The Mountaineers turned to Isaiah Smith and he delivered immediately with an electric 85-yard rushing touchdown where he slipped out of one tackle after the next to make it 14-6.

 

“That’s him, playing hard every game,” said Madison coach Stuart Dean. “He’s got a lot of heart and determination and just so much fun to watch. He makes a lot of big things happen in a hurry.”

 

The second quarter was quiet until Monroe marched down the field with Mallory and got Malique Shackleford and the passing attack going with Nick Hays. The Dragons tied the game up at 14-14 after a short Mallory rushing TD and Hays coming up with a 2-pt convert. The celebration was short lived though as Madison took three minutes to drive back down the field and punch in a 3-yard Isaiah Smith touchdown to make it 20-14 going into the break.

 

The second half started with Monroe scoring on its first drive.

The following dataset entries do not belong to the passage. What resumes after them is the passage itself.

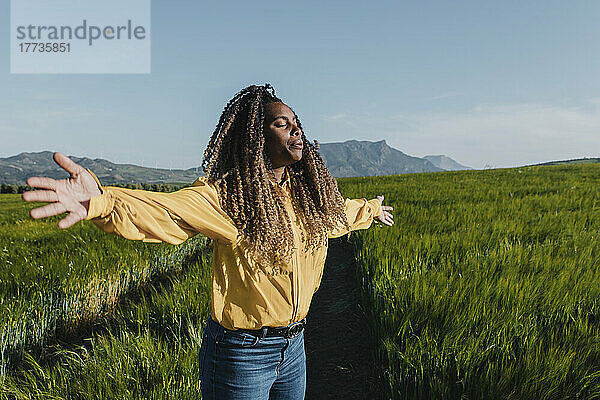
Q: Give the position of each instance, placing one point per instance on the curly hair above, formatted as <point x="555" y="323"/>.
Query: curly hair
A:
<point x="236" y="162"/>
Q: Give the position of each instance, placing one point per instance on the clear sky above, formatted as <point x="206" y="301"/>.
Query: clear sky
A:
<point x="498" y="83"/>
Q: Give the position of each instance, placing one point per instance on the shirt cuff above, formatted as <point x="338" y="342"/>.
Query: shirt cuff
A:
<point x="376" y="206"/>
<point x="102" y="204"/>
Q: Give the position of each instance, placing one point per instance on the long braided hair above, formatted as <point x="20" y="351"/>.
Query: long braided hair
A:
<point x="235" y="161"/>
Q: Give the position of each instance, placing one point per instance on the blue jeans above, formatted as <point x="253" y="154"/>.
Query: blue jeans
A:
<point x="240" y="366"/>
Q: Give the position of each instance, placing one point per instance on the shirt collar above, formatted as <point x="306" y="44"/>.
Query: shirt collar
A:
<point x="285" y="181"/>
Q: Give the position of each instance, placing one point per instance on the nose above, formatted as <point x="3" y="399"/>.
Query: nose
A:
<point x="296" y="130"/>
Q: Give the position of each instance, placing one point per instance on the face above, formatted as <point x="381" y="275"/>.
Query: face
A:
<point x="283" y="137"/>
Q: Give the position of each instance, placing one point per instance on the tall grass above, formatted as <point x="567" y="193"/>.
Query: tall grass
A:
<point x="59" y="279"/>
<point x="487" y="286"/>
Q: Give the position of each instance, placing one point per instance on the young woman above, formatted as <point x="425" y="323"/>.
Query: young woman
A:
<point x="269" y="204"/>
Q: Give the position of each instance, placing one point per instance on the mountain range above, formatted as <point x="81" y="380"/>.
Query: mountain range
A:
<point x="343" y="159"/>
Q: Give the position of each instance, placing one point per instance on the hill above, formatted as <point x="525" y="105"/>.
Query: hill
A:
<point x="446" y="163"/>
<point x="344" y="159"/>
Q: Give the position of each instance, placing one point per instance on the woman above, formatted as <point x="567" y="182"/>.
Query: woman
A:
<point x="269" y="204"/>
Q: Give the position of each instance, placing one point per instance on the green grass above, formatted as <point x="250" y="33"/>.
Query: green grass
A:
<point x="59" y="279"/>
<point x="487" y="286"/>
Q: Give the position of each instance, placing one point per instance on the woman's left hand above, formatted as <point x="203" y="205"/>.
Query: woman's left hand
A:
<point x="386" y="217"/>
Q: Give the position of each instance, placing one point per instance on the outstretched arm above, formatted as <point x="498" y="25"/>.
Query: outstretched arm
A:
<point x="361" y="213"/>
<point x="133" y="214"/>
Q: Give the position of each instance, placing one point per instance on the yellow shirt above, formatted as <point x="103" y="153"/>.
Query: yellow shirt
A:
<point x="244" y="293"/>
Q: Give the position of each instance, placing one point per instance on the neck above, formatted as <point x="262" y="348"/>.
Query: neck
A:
<point x="278" y="173"/>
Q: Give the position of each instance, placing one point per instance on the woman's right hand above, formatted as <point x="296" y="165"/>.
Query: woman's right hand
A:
<point x="71" y="194"/>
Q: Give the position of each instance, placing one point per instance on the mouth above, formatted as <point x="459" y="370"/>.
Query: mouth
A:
<point x="296" y="145"/>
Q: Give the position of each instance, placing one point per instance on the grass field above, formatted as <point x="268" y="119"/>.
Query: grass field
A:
<point x="487" y="286"/>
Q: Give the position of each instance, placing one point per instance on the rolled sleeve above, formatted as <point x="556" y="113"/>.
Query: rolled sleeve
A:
<point x="162" y="217"/>
<point x="360" y="214"/>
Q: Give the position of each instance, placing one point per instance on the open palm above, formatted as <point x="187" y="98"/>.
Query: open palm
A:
<point x="64" y="195"/>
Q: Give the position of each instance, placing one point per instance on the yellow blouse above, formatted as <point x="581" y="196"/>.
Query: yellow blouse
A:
<point x="245" y="294"/>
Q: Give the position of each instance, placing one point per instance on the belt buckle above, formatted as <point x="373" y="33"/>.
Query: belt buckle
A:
<point x="294" y="330"/>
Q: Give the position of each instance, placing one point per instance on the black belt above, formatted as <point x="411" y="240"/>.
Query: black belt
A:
<point x="287" y="332"/>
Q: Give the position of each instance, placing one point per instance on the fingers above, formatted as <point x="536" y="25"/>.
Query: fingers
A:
<point x="47" y="210"/>
<point x="66" y="163"/>
<point x="44" y="183"/>
<point x="69" y="220"/>
<point x="40" y="195"/>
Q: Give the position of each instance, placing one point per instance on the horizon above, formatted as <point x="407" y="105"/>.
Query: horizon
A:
<point x="501" y="85"/>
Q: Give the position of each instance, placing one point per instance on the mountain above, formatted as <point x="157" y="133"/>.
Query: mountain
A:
<point x="364" y="158"/>
<point x="350" y="158"/>
<point x="445" y="162"/>
<point x="585" y="160"/>
<point x="17" y="169"/>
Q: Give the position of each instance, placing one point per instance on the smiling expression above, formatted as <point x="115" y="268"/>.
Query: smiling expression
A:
<point x="283" y="137"/>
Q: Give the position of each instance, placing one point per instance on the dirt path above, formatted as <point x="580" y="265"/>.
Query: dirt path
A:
<point x="339" y="361"/>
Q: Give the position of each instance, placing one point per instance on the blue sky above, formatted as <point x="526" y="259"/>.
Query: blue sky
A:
<point x="501" y="83"/>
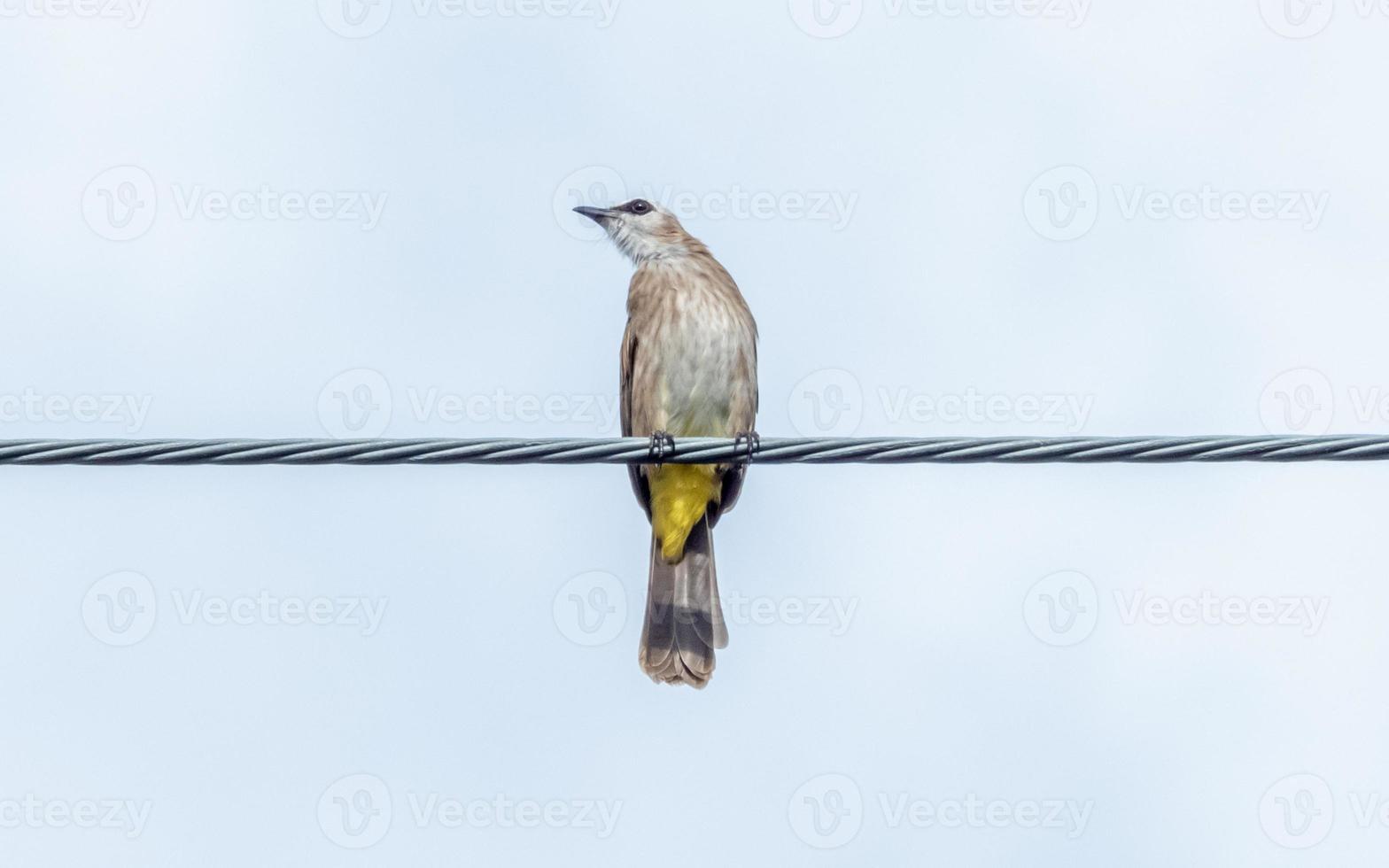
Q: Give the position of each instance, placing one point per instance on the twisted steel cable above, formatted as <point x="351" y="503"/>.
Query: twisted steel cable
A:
<point x="703" y="450"/>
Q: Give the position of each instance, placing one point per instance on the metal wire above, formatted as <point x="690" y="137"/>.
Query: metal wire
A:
<point x="703" y="450"/>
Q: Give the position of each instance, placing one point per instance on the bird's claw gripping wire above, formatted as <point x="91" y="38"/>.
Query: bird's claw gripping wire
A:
<point x="662" y="446"/>
<point x="749" y="439"/>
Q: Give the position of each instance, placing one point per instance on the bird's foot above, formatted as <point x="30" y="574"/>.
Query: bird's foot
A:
<point x="662" y="446"/>
<point x="753" y="443"/>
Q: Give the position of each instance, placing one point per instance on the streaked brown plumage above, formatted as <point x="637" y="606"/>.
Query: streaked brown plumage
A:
<point x="689" y="368"/>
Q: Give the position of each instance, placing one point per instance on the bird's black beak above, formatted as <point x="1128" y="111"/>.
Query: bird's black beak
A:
<point x="596" y="214"/>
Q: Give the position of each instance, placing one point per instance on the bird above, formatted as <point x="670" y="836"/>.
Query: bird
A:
<point x="687" y="369"/>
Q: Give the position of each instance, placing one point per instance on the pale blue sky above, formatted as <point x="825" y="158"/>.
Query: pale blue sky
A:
<point x="302" y="220"/>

With Shackleford and the passing attack working, the Dragons were able to knot the game up once again. The junior quarterback hit Jordan Gray for a 6-yard touchdown to make it 20-20 with 7:48 left in the third. Then late in the third, Monroe took its first lead with Greg Sizemore punching in a physical 18-yard run, but the pat failed, leaving the game at 26-20.

 

“We are physically built to be a power rushing team and since we’ve switched to that mindset, this week we had 450-plus yards, the point total went up,” Rocha said. “It was up last week, and it’s up again this week. The kids are comfortable in this and it takes the decisions out of their hands, puts it ours for play calling and the kids are doing a great job with the execution.”

 

Madison scored twice from there to reclaim the lead. After Isaiah Smith set up first and goal from the 1-yard line on a nice screen pass from Chris Smith, the latter punched in a 1-yard keeper, and with a successful PAT the Mountaineers had a 27-26 lead with 7:30 to play.

 

“It went back-and-forth and that’s the way you’d expect this game to play out,” Dean said. “It just hurts that we came up just one play short, especially with all the offense we had behind us.

 

Monroe had one last scoring drive in it, and again with Mallory doing the gritty work early. From 15 yards out, Monroe gave the ball to Anthony Pritchett who went untouched to the endzone on an outside run to give the Dragons a 32-26 advantage.

 

The Mountaineers had five minutes to play with and they worked their way into Monroe territory, getting into the redzone. On fourth and one, Madison went to Chris Smith on an edge run, but he was stopped just an inch short of the first down, requiring a dramatic measurement. Then with less than 30 seconds to play, Monroe faced fourth and four on its short side of midfield. It was there that Mallory put one last mark on the game, getting the first down to kill the clock.

 

“It’s a great win,” Mallory said. “It’s homecoming, we’re playing against our biggest rival. It was just a great feeling. We’ve got a good offensive line, a great full back and it makes it easy to run behind for easy yards and so I can’t take too much credit. If they don’t block, I don’t get the yards.”

 

As for the call on fourth down, Rocha put it on his players.

 

“Man did I struggle with that,” Rocha said. “I turned to them on the sidelines and said, ‘Do you want this game?’ They said ‘Yes.’ And I said ‘Can you get this first down.’ They said ‘Yes’. It was on them.”

 

On the night Mallory finished with 25 carries for 210 yards and three touchdowns. Isaiah Smith had 238 yards rushing 25 carries.

 

Monroe (1-6) heads to Central next while Madison (2-5) hosts to Strasburg.